California has long been a frontrunner in environmental legislation, leading the way for the rest of the United States. But in recent years, the Golden State also has become a sentinel for the effects that climatic shifts can have on an entire region. Less than a week after unveiling a $1 billion emergency drought relief package for the state, the governor lashed out at prominent Republicans for actively actively opposing efforts undertaken by the Obama administration to curb climate change.
Governor Brown didn’t directly attribute the state’s current weather conditions to climate change but said the extended drought is the kind of event that climate change is making “absolutely inevitable in the coming years and decades.”
Climate scientists have long warned that changing climate will bring more frequent and intensified weather events, from droughts and heat waves to hurricanes and blizzards.
However, Brown lends a different level of credibility to the discussion as an experienced environmental policymaker who has led California through its worst drought in history, says Barbara O’Connor, director emeritus of the Institute for Study of Politics and Media at California State University in Sacramento.
“Brown has very ably raised the stakes on this debate at a time when it is sorely needed,” Dr. O’Connor says.
She points out that Brown was one of the prime movers behind the original 1970 Clean Air Act, which tackled air pollution on a national level.

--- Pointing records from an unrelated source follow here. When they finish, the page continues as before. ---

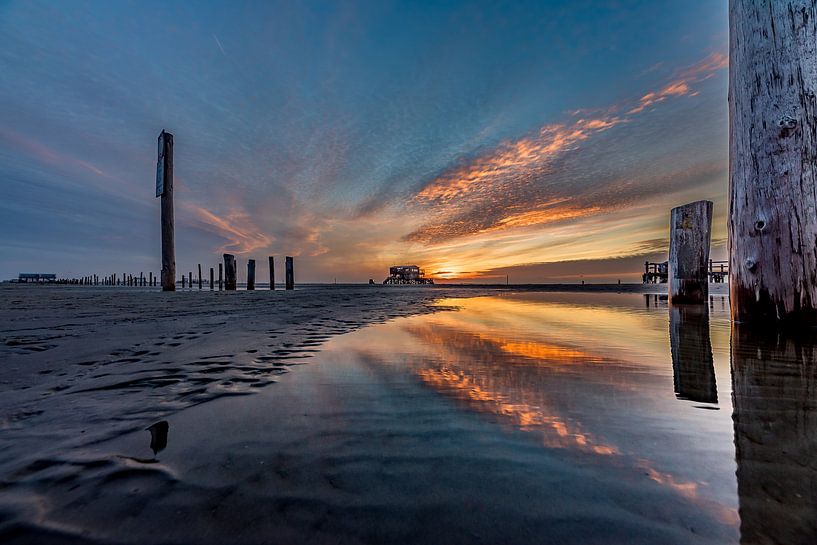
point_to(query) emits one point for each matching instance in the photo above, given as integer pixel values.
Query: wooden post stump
(772, 158)
(229, 272)
(251, 274)
(290, 274)
(690, 231)
(164, 189)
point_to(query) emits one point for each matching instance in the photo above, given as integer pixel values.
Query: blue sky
(477, 139)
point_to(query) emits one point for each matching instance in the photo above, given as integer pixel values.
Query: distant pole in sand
(164, 189)
(772, 157)
(690, 233)
(290, 274)
(251, 274)
(229, 272)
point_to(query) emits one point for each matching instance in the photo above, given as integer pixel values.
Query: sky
(541, 141)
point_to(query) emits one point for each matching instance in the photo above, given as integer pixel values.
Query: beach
(354, 414)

During his “Meet the Press” appearance, Brown criticized Senate majority leader Mitch McConnell (R) of Kentucky for urging governors to defy federal directives to reduce carbon emissions from power plants.

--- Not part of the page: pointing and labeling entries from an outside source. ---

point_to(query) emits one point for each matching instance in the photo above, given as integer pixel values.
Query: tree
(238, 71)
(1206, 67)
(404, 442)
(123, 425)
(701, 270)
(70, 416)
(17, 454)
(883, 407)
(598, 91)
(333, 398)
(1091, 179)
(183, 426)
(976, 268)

“President Obama is taking some important steps,” Brown said. “And to fight that, it borders on the immoral.”
Brown said Senator McConnell was “representing his coal constituents” and putting at risk “the health and well-being of America.”

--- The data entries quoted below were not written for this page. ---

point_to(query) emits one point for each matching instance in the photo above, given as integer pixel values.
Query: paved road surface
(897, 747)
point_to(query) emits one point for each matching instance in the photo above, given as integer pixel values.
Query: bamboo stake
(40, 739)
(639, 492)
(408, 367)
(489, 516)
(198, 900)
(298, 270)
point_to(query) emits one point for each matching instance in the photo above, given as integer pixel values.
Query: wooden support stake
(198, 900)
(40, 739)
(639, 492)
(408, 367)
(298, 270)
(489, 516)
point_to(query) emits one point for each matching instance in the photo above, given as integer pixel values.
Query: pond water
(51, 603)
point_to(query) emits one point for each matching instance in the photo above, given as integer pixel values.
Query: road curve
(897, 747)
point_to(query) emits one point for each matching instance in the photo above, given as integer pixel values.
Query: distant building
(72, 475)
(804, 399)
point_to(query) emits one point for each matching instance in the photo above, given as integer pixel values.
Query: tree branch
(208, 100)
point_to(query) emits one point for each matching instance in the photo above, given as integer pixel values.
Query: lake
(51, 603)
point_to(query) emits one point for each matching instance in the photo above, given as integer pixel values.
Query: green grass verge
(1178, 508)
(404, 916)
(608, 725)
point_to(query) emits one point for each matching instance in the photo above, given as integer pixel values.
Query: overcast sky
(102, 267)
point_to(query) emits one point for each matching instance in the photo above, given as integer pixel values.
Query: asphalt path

“You can’t just sit around and engage in rhetoric because some of your donors and your constituents are saying, 'Well, we want to make a profit,’ ” Brown said. “The coal companies are not as important as the people of American and the people of the world.”
Brown also had words for Sen. Ted Cruz (R) of Texas, who announced his presidential campaign Monday.
“That man betokens such a level of ignorance and a direct falsification of existing scientific data, it’s shocking,” Brown said. “And I think that man has rendered himself absolutely unfit to be running for office.”
While environmentalists have applauded Brown’s barbed attack, some observers question whether his choice of words could be turning off the very people he needs to influence if he hopes to exact change.
“When you question someone’s fitness or morality, you are shutting off any chance for constructive dialogue with that person,” says Jack Pitney, professor of government at Claremont McKenna College in California. “Real deliberation would focus on the substance of the issue, not the alleged character defects of the other side.”
Others suggest that Brown’s use of the term “immoral” may have been a deliberate appeal to important elements of the evangelical movement, which has been increasingly mobilizing around climate change.
“Young voters care about it. Latino voters care about it. Educated urbanites care about it. The political cost of inaction is increasing,” says Paul Steinberg, professor of political science at Harvey Mudd College and author of the book, "Who Rules the Earth?"
But some Americans, for their part, may see Brown’s "Meet the Press" comments as being just as partisan as those by politicians he was taking to task, says Villanova political scientist John Johannes.
McConnell and Brown “are talking past each other; two ships passing in the night, each with his own destination,” Dr. Johannes says.